Era mais do que comum que intelectuais e artistas europeus, no início do século 20, tivessem as suas coleções particulares de arte tradicional africana, são os casos do já citado Picasso e do pintor Henri Matisse (1869 – 1954). Ao observarmos com mais cuidado a produção “picassiana” desse período, encontraremos mais do que semelhanças entre as linhas e cores de suas pinturas e as estruturas de estatuetas e máscaras, alguns são quase, digamos, releituras. Afinal de contas, para muitos dos artistas europeus era consenso que essas obras não tinham uma autoria, uma vez que haviam sido feitas por “selvagens” e “primitivos”, povos sem cultura.

 

Les Demoiselles DÁvignon (1907), óleo sobre tela de Pablo Picasso. A baixo, máscara da etnia Fang, do Gabão, século XIX, madeira policromada. Observando a tela que rompeu com os paradigmas de representação da figura humana, das relações entre figura e fundo, torna-se evidente a referência africana no processo criativo de Picasso. As duas figuras da direita tem os rostos constituídos por releituras de máscaras africanas. Repare nas distâncias entre olhos e boca.

 

 

 

 

 

 

Era nesse contexto que esses objetos chegavam à Europa e eram cooptados enquanto referencial criativo para muitos artistas. Essas “exóticas” peças de arte absolutamente desproporcionais eram por demais inovadoras. Cabeça, tronco e membros seguiam a mesma proporção, os artistas estavam livres dos cânones gregos. Devemos pensar no que vem a ser a proporção, ou seja, quando as partes de um objeto, de um corpo, se encaixam ou se adéquam de forma considerada harmoniosa. Para a arte ocidental, pautada na arte grega que, por sua vez, foi pautada na egípcia (vejam a África na origem de tudo, de certa forma), na representação do corpo humano, um corpo perfeito é constituído de sete vezes as medidas de uma cabeça. Ou seja, após se esculpir ou desenhar uma cabeça, o pescoço, tronco, quadris, pernas e pés, os demais membros, deveriam ocupar mais seis vezes a medida daquela cabeça. Essa é a idéia que nos é imposta, ainda crianças quando começamos a desenhar, de figura humana proporcional, do saber ou não desenhar, ilustrar ou esculpir. O saber desenhar estava condicionado aos paradigmas do que os gregos estabeleceram como belo, e esta beleza grega veiculava a proporcionalidade e a simetria.

 

Após a tomada do Reino do Benim pelos ingleses (1897), foram encontradas pelo pesquisador alemão Leo Frobenius (1873 – 1938 ), na cidade de Ifé, 14 cabeças em terracota, um tipo de argila queimada em baixa temperatura. As cabeças em estilo realista e de grande delicadeza e riqueza de detalhes foram, rapidamente, identificadas como “produto de uma colônia da Grécia antiga em plena floresta africana (…)”, pois, segundo o antropólogo Peter Junge, “as cabeças em barro mostram-se maravilhosamente acabadas.

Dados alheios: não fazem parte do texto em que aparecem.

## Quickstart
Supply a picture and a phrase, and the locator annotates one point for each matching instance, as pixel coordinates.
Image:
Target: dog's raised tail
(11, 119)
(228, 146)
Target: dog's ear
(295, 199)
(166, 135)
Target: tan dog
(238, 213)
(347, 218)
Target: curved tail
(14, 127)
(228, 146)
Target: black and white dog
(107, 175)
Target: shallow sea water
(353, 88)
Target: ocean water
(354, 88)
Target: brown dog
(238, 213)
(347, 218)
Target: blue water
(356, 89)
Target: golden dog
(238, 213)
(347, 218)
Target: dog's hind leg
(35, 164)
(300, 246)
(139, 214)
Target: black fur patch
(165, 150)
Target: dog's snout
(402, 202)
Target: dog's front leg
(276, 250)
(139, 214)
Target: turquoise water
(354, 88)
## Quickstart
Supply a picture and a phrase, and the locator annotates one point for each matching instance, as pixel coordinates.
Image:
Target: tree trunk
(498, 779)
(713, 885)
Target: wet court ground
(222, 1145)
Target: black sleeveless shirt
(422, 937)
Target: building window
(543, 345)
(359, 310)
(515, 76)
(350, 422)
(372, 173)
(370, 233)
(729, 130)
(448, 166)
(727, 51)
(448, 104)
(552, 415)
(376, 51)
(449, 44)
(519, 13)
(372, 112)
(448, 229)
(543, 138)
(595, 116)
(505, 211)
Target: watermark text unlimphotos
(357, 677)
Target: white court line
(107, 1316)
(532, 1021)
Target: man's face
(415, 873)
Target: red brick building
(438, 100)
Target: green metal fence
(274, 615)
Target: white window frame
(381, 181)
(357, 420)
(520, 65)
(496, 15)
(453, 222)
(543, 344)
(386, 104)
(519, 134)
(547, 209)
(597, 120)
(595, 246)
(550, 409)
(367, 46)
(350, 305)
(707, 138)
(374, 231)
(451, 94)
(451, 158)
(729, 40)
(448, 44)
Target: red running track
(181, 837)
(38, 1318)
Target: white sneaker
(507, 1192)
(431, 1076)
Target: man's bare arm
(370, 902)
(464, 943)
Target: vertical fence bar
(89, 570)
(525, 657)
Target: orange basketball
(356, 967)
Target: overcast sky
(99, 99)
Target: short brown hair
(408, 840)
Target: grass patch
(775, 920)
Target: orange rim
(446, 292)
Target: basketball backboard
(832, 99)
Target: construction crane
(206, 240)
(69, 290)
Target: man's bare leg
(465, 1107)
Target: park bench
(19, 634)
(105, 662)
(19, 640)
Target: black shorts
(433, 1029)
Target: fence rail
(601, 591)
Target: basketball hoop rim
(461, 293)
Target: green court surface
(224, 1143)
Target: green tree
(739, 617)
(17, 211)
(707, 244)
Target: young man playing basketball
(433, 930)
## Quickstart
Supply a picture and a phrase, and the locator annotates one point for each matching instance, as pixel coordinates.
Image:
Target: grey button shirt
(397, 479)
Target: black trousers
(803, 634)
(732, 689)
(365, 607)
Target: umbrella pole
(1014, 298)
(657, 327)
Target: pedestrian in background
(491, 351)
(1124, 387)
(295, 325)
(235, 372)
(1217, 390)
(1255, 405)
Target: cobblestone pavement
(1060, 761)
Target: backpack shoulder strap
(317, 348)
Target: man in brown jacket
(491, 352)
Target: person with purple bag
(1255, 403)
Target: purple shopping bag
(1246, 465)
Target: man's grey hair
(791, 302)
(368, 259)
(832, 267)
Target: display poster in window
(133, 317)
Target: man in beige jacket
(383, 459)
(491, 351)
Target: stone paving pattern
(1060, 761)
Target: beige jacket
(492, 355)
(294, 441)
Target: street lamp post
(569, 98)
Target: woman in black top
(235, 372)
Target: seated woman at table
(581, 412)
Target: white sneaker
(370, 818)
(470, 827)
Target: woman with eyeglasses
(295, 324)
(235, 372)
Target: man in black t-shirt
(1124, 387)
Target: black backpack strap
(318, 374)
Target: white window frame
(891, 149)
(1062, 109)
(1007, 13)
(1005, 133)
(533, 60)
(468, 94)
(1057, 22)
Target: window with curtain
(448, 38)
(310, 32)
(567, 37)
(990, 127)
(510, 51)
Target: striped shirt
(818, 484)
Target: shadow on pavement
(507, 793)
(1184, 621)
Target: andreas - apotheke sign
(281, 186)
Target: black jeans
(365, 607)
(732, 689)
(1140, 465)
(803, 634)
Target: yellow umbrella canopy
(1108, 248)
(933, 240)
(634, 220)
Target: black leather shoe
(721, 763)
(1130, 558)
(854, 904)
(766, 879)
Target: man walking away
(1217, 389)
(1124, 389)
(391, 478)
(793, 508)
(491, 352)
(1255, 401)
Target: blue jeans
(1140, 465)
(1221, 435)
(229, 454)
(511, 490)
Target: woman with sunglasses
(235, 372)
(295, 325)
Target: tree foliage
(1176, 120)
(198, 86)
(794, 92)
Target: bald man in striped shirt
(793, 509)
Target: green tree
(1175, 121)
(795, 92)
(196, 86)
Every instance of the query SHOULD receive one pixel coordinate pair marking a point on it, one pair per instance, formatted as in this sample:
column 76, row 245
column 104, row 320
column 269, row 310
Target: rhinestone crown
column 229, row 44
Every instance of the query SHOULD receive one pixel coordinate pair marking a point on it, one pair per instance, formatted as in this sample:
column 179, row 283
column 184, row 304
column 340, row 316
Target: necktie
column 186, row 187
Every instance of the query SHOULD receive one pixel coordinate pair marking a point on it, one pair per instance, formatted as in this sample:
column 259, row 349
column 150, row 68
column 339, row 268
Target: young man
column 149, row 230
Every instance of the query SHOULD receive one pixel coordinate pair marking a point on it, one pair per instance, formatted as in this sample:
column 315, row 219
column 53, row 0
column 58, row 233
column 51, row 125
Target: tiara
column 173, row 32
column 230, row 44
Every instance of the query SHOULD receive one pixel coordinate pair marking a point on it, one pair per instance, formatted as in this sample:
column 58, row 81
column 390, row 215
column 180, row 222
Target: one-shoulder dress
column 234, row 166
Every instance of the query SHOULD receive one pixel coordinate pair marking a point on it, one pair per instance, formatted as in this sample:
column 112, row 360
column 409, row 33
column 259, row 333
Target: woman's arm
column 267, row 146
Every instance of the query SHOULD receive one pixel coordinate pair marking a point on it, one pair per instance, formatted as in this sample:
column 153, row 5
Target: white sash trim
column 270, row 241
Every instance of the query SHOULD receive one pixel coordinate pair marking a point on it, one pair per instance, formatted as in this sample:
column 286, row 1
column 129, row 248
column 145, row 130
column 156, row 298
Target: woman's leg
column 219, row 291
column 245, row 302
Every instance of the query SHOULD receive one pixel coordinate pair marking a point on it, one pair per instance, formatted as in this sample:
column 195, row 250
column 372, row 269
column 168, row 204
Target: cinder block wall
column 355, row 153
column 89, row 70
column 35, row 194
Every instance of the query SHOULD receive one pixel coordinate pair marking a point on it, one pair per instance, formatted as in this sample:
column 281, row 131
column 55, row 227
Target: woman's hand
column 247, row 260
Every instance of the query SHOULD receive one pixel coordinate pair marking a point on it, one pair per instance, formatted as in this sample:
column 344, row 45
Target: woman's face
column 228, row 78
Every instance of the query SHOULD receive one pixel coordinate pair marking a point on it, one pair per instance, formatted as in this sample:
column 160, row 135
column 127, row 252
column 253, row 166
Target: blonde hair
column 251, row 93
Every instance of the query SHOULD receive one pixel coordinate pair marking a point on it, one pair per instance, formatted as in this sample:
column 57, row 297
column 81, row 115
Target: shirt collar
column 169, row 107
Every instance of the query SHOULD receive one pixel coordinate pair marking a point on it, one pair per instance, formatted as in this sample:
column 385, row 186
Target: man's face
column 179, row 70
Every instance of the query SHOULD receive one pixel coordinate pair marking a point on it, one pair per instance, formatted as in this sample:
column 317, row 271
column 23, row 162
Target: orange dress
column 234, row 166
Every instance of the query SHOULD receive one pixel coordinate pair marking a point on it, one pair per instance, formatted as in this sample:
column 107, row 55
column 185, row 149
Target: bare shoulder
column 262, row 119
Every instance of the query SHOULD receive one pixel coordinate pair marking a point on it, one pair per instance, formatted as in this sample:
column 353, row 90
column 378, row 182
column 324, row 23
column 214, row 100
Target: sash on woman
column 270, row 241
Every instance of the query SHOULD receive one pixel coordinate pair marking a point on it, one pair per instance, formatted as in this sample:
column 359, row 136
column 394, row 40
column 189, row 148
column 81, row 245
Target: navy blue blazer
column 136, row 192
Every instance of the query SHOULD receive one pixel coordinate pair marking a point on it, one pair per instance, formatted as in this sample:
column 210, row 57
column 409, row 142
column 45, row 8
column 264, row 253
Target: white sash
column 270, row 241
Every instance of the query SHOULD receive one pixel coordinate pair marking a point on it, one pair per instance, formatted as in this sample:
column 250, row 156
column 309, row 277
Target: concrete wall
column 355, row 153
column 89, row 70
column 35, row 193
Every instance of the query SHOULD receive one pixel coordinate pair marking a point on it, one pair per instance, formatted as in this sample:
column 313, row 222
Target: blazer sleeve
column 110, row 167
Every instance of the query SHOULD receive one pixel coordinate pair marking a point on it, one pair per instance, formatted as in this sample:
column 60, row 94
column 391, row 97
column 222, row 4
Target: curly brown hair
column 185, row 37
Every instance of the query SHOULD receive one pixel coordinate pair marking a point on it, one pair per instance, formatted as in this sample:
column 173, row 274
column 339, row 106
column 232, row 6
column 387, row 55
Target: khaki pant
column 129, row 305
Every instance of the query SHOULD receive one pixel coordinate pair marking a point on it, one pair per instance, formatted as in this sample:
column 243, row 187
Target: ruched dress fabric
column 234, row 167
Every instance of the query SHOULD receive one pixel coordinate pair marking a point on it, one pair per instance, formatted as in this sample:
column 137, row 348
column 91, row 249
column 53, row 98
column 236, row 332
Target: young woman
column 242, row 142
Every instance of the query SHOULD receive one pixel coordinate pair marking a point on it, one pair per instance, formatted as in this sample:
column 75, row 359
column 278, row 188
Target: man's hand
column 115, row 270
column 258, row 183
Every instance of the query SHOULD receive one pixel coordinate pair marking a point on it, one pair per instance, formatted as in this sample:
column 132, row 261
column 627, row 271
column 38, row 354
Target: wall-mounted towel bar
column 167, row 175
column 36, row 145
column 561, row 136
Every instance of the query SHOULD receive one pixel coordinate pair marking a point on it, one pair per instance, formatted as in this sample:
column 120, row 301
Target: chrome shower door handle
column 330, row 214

São de um realismo que pressupõe o retrato. Mas não é só isso o que as isola na arte subsaariana. Nesta há também uma vertente realista, que vem de bem longe e chega aos nossos dias (…) O que faz das esculturas de Ifé ímpar na África negra são os cânones a que obedece esse realismo”.

 

Até aquele momento, tudo o que havia sido encontrado sobre as produções dos  povos africanos eram objetos que não seguiam esses cânones, não se assemelhavam a nada disso. Muitos dos objetos encontrados por Frobenius fazem parte da coleção que leva seu nome no acervo do Museu Etnológico de Berlim.

 

Cabeça de Ifê, séculos XII a XV, terracota, altura média de 19 cm. Coleção Leo Frobenius, acervo do Museu Etnológico de Berlim. Os estriados na face podem ser interpretados como escarificações, marcas faciais feitas a partir de cortes que servem para identificar as pessoas na hierarquia de um grupo social. Os olhos amendoados atestam que essa pessoa é uma antepassada da região do Benim e Nigéria, pois, assemelha-se ao fenótipo local.

 

 

 

 

 

 

Inclusive, a maior parte de obras de arte tradicional africana encontra-se em museus externos ao continente. Segundo Peter Junge,  que realizou a curadoria da grande mostra desenhada a partir do acervo desse museu, Arte da África, exibida no Centro Cultural Banco do Brasil, em 2003/ 2004:

 

“(…) nas culturas tradicionais da África , as obras de arte não foram criadas com vistas a elas mesmas, mas somente seriam compreensíveis a partir de seu fundo religioso ou social. (…) de acordo com essa tese, objetos artísticos africanos são, em primeiro lugar, relato da história da cultura – inclusive da História da arte – de uma determinada civilização”.

 

Isso ocorre também em relação a outro tesouro da arte tradicional africana, as placas em relevo do Reino do Benim, feitas em latão e que estão entre as mais extraordinárias obras de arte tradicional da África. Produzidas a partir da técnica africana de fundição chamada de cera perdida, largamente utilizada no continente africano antes do contato com os europeus. As placas em relevos eram modeladas em cera; em seguida, estes moldes eram revestidos de argila para a fundição do metal. Após a fundição, os moldes eram quebrados. As placas trazem representações de seres isolados, animais, pessoas. A maioria das que apresentam figuras humanas representam o oba, os chefes e seus séquitos, em visão frontal e postura rígida. Assim como as Cabeças de Ifé, que pesquisadores identificaram como sendo retratos de reis, rainhas, príncipes e princesas.

 

É difícil mensurar em que medida as placas possuem caráter narrativo. Entretanto, em algumas cenas são narradas guerras vitoriosas com os povos vizinhos ao Reino do Benim: Igala e Igbo. A forma artística é bastante variada: há relevos planos, mas também alguns em que as figuras sobressaem quase que inteiramente em relação ao fundo. Assim como na conceituação da arte egípcia, as figuras maiores são as mais importantes na representação da cena, um oba ou chefe guerreiro aparece maior do que seus acompanhantes.

 

O latão era um material importado junto aos portugueses e que atingiu grande valorização. A fabricação das placas cessou no início do século 18.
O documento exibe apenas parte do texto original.